CLINTON: I don’t know what he was talking about, because last time I looked at a map of the United States, the South was a part of our country, like every other region. And I’m thrilled to have support — you know, when you win Virginia, North Carolina, Georgia, Florida, those are all states that we can put into play in the general election.
When you win Massachusetts and Ohio and Illinois and Missouri and Texas and Arizona and Nevada and a lot of other places from the north to the south from the east to the west, that illustrates how far ahead of him and why, because I value every voter. I’m not writing any individual, and I’m certainly not writing off any state or region of our country. That’s why I have two to 3.4 million votes more than he does; and, by the way, 1.4 million more than Donald Trump, because I want to be the president for all of America.

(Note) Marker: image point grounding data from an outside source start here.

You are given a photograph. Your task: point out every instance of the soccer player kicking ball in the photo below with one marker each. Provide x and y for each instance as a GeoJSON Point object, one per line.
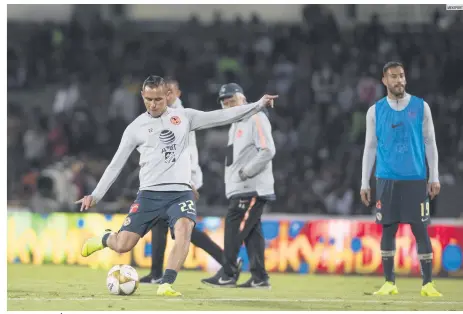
{"type": "Point", "coordinates": [160, 229]}
{"type": "Point", "coordinates": [161, 136]}
{"type": "Point", "coordinates": [400, 137]}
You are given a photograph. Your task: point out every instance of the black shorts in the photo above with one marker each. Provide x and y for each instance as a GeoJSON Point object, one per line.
{"type": "Point", "coordinates": [151, 207]}
{"type": "Point", "coordinates": [401, 201]}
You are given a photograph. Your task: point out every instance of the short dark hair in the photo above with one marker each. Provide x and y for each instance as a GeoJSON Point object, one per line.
{"type": "Point", "coordinates": [153, 81]}
{"type": "Point", "coordinates": [170, 80]}
{"type": "Point", "coordinates": [392, 64]}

And I particularly want to support Democrats in states that have been voting against Democratic candidates for awhile now to rebuild the Democratic Party. We’re going to try to make Georgia competitive, and we’re going to fight hard in North Carolina and Virginia and Florida.
Hillary Clinton has a goal in mind that should keep Republicans up awake at night. Clinton wants to break one of the last geographic Republican strongholds in the United States. If Clinton could win North Carolina, Virginia, Florida, and Georgia, she would cut into the heart of the GOP’s base of support.
Could Clinton make Georgia competitive in 2016? The state’s minority population is growing rapidly. In the last decade, Georgia’s minority population has gone from 37%-44%. Eighty-one percent of the state’s population growth has come from minorities. Blacks and Hispanics account for Georgia’s population growth, and those two groups of voters are why the Clinton campaign seems to be gearing up to make a serious push to win Georgia.
Southern Democratic voters have been looked down upon especially by Northern and Western progressives as the country has become more partisan, but these Democrats are laying the groundwork for a titanic political shift that may as soon as November see a formerly solidly red state like Georgia turn blue.